Reasoning to Learn from Latent Thoughts (2503.18866v1)
Abstract: Compute scaling for LLM (LM) pretraining has outpaced the growth of human-written texts, leading to concerns that data will become the bottleneck to LM scaling. To continue scaling pretraining in this data-constrained regime, we propose that explicitly modeling and inferring the latent thoughts that underlie the text generation process can significantly improve pretraining data efficiency. Intuitively, our approach views web text as the compressed final outcome of a verbose human thought process and that the latent thoughts contain important contextual knowledge and reasoning steps that are critical to data-efficient learning. We empirically demonstrate the effectiveness of our approach through data-constrained continued pretraining for math. We first show that synthetic data approaches to inferring latent thoughts significantly improve data efficiency, outperforming training on the same amount of raw data (5.7\% $\rightarrow$ 25.4\% on MATH).

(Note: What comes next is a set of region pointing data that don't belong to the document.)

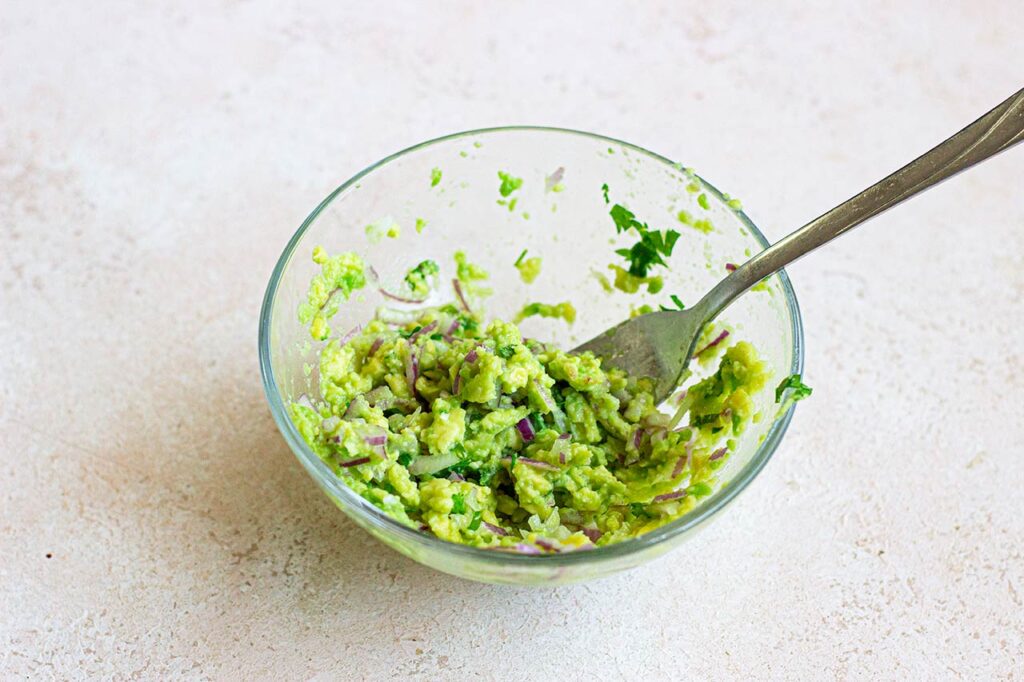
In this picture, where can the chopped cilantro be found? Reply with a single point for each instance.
(509, 183)
(486, 473)
(800, 389)
(651, 247)
(675, 299)
(418, 276)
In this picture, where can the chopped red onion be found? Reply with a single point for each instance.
(525, 429)
(551, 547)
(497, 529)
(458, 292)
(452, 330)
(718, 339)
(426, 330)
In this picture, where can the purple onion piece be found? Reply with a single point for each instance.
(452, 330)
(718, 339)
(458, 291)
(525, 429)
(551, 547)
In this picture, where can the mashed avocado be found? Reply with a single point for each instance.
(469, 431)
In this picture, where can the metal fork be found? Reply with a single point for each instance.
(658, 345)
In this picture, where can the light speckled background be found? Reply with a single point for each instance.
(154, 162)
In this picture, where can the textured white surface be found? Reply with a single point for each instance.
(155, 160)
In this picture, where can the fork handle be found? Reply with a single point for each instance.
(998, 130)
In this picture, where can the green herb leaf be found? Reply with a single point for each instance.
(509, 183)
(800, 389)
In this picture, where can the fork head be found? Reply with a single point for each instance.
(656, 345)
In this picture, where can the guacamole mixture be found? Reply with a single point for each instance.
(462, 428)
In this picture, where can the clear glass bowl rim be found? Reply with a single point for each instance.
(385, 523)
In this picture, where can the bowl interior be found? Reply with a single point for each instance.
(559, 213)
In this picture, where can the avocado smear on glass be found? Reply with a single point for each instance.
(466, 430)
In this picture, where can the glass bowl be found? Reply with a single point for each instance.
(568, 225)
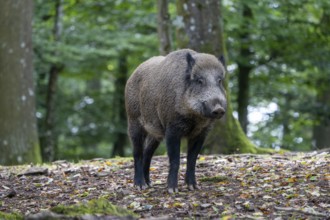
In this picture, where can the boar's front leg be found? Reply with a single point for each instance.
(194, 147)
(151, 146)
(173, 150)
(137, 135)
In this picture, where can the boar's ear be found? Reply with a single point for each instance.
(222, 60)
(190, 62)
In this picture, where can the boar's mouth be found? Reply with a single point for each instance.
(214, 112)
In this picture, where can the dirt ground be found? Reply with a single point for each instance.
(242, 186)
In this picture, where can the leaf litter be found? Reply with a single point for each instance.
(240, 186)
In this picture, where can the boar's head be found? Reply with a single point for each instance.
(205, 94)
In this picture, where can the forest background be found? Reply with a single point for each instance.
(278, 65)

Furthermore, we demonstrate latent thought inference without a strong teacher, where an LM bootstraps its own performance by using an EM algorithm to iteratively improve the capability of the trained LM and the quality of thought-augmented pretraining data. We show that a 1B LM can bootstrap its performance across at least three iterations and significantly outperform baselines trained on raw data, with increasing gains from additional inference compute when performing the E-step. The gains from inference scaling and EM iterations suggest new opportunities for scaling data-constrained pretraining.
Summary
- The paper demonstrates that augmenting LM pretraining with inferred latent thoughts can improve performance (e.g., math reasoning accuracy from 5.7% to 25.4%).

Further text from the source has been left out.